The record shows that in 1957 petitioner was convicted and sentenced to the state prison. In 1959 he was paroled. He violated that parole, was returned to prison, and again paroled in 1962. In May of 1963 he was found guilty of a felonious narcotic offense. The imposition of sentence was suspended and petitioner was placed on probation for five years. In 1964 he was charged with unlawful possession of a gun by a felon and also with violation of probation. On April 9, 1964, his probation was revoked because he had been convicted of the possession of a gun (for which he was given one year in the county jail) and he was sentenced on the 1963 narcotic offense to the state prison. [64 Cal. 2d 485]
In November 1964 he filed a petition for a writ of error coram nobis with the superior court, attaching to it a premature notice of appeal. This was summarily denied on December 1, 1964. On February 10, 1965, he filed a petition for a writ of mandate with the District Court of Appeal. That court treated it as a petition for relief from default under rule 31(a) and denied it by order of February 17, 1965. No further relief was sought in that or in the coram nobis proceeding.petitioner filed this petition for a writ of habeas corpus April 1, 1965.
It appears that when petitioner was sentenced on April 9, 1964, he was represented by a deputy public defender.petitioner avers that immediately after the trial judge had imposed sentence he asked the deputy to file a notice of appeal and that the deputy promised to do so. No such notice was filed. If these allegations are true, absent grounds of waiver or estoppel, petitioner would be entitled to the relief he seeks. (People v. Casillas, 61 Cal. 2d 344 [38 Cal. Rptr. 721, 392 P.2d 521]; People v. Curry, 62 Cal. 2d 207 [42 Cal. Rptr. 17, 397 P.2d 1009].)
To ascertain the facts this court appointed as its referee the Honorable Jordan L. Martinelli, Retired Judge of the Superior Court of the County of Marin. A hearing was had at which petitioner represented by counsel was present and testified and the deputy public defender involved also was present and testified. In response to questions propounded by this court the referee found "that within ten days from the date he was sentenced Petitioner Thornton did not request his trial attorney ... to file a Notice of Appeal"; "that Petitioner did not reasonably believe that his then trial attorney would comply with his request"; that the attorney had not "promised that he would file a Notice of Appeal," and that "Petitioner waived his right to a delayed appeal and is estopped thereby." The referee explained these findings by a careful analysis of the evidence. These findings are, of course, not binding on this court, but they are entitled to great weight. (People v. Johnson, 61 Cal. 2d 843, 845 [40 Cal. Rptr. 708, 395 P.2d 668]; People v. Flanagan, 62 Cal. 2d 63, 66 [41 Cal. Rptr. 85, 396 P.2d 389].)

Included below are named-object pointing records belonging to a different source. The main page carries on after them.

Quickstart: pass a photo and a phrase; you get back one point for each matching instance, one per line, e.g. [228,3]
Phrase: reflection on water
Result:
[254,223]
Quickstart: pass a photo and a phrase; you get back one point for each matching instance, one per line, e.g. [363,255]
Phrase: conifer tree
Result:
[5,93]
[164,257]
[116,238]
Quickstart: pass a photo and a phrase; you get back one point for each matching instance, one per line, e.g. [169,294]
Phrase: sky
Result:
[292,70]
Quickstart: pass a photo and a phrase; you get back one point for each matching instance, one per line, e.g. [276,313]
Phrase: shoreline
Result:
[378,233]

 After a review of the entire record, we are convinced that the findings of the referee as to a request or promise to appeal are not only substantially supported, but correctly interpret the evidence. This is not a simple case of the petitioner testifying that a request to appeal and a promise to appeal were made, and the trial attorney testifying that they [64 Cal. 2d 486] were not, in which event liberal rules of construction favoring the allowance of an appeal might weigh the scales in favor of petitioner, but is a case where part of petitioner's testimony is demonstrably false and other parts inconsistent or subject to doubt.
Thus, he testified that at the time of sentence the trial judge told him he had 10 days in which to file a notice of appeal, the implication being that this is why he immediately thereafter requested his counsel to appeal. The transcript of the sentencing proceeding contains no such statement by the trial judge.

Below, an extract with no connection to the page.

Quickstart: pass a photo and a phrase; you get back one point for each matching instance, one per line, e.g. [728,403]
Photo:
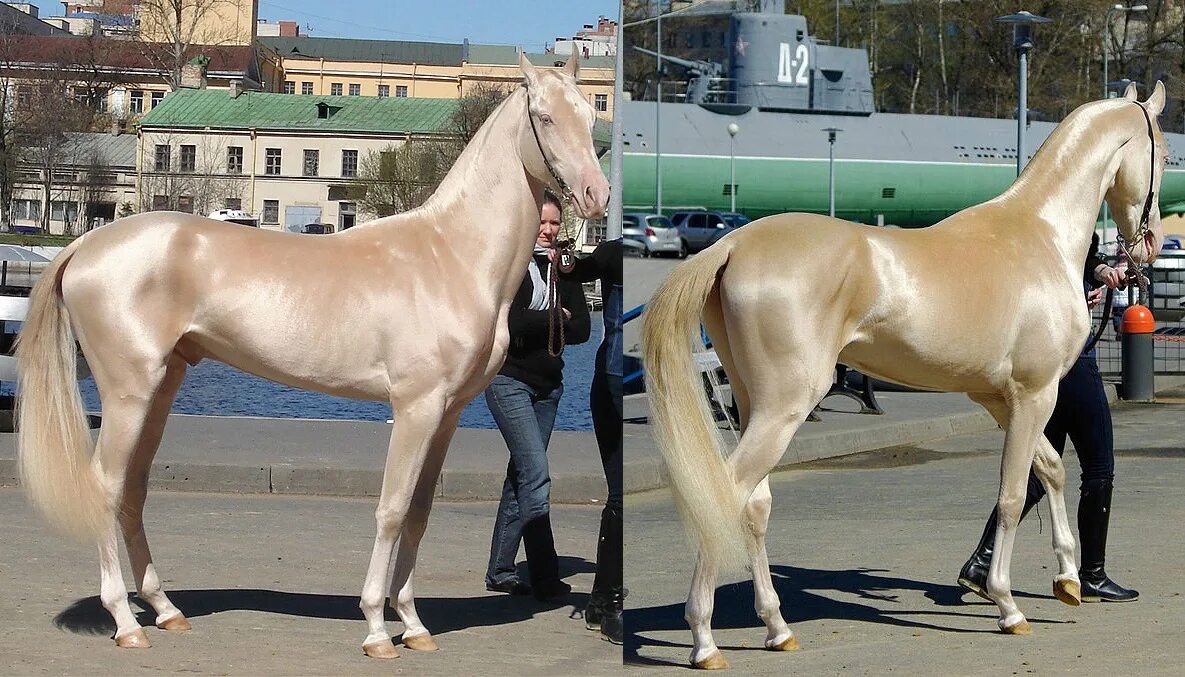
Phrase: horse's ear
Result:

The deputy public defender not only testified that neither a request nor a promise to appeal was made, but fortified this statement by testimony to the effect that at sentencing hearings he always carried a notebook in which he entered any request of the defendant and any promise made to him, particularly in reference to an appeal. The information book here involved showed neither a request nor a promise.
Of some significance is the fact that after petitioner had been in prison several months, under date of August 18, 1964, he wrote to the deputy public defender requesting that certain documents be sent to him "so that I will be able to properly prepare my appeal." Not one word is said in this letter to support petitioner's testimony that he then believed the attorney had filed and was prosecuting the appeal, or had promised to do so. Not one word is said about a request or a promise to appeal, or about the attorney's failure to live up to any such request or promise.

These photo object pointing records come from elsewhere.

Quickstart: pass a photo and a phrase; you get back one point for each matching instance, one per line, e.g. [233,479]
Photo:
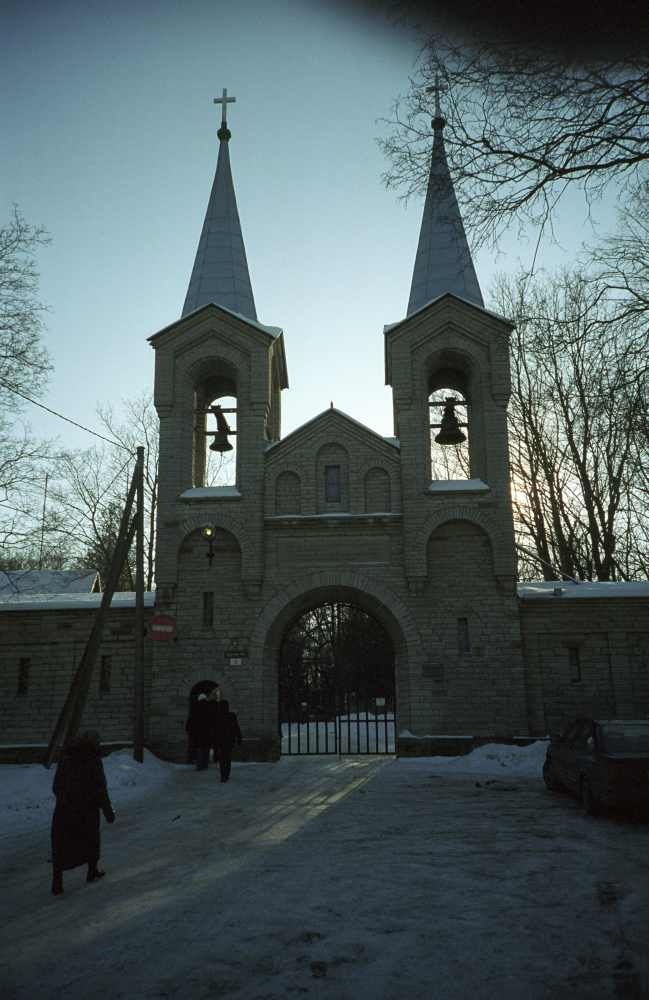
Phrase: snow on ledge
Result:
[455,485]
[72,602]
[559,590]
[210,493]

On August 21, 1964, the deputy public defender answered the letter of the 18th erroneously stating that the public defender's office had been contacted by a named attorney who stated he was going to handle the appeal. The named attorney's address was given.petitioner, after vainly trying to get in touch with the named attorney, on October 2, 1964, again wrote to the deputy public defender telling of his inability to contact the named attorney who "is supposed to have been retained to represent me in my pending appeal," and asking for further information. Again, in this letter, there is no hint that the deputy public defender had violated any promise or request to appeal.
When the record is read as a whole we think the findings of the referee correctly dispose of the factual issues here involved. We adopt them as the findings of this court. This determination makes it unnecessary to pass on the propriety of the findings in reference to waiver because if there was neither [64 Cal. 2d 487] a request nor a promise to appeal, there was nothing to waive.
The order to show cause is discharged and the petition is denied.
Traynor, C. J., McComb, J., Tobriner, J., Peek, J., Mosk, J., and Burke, J., concurred.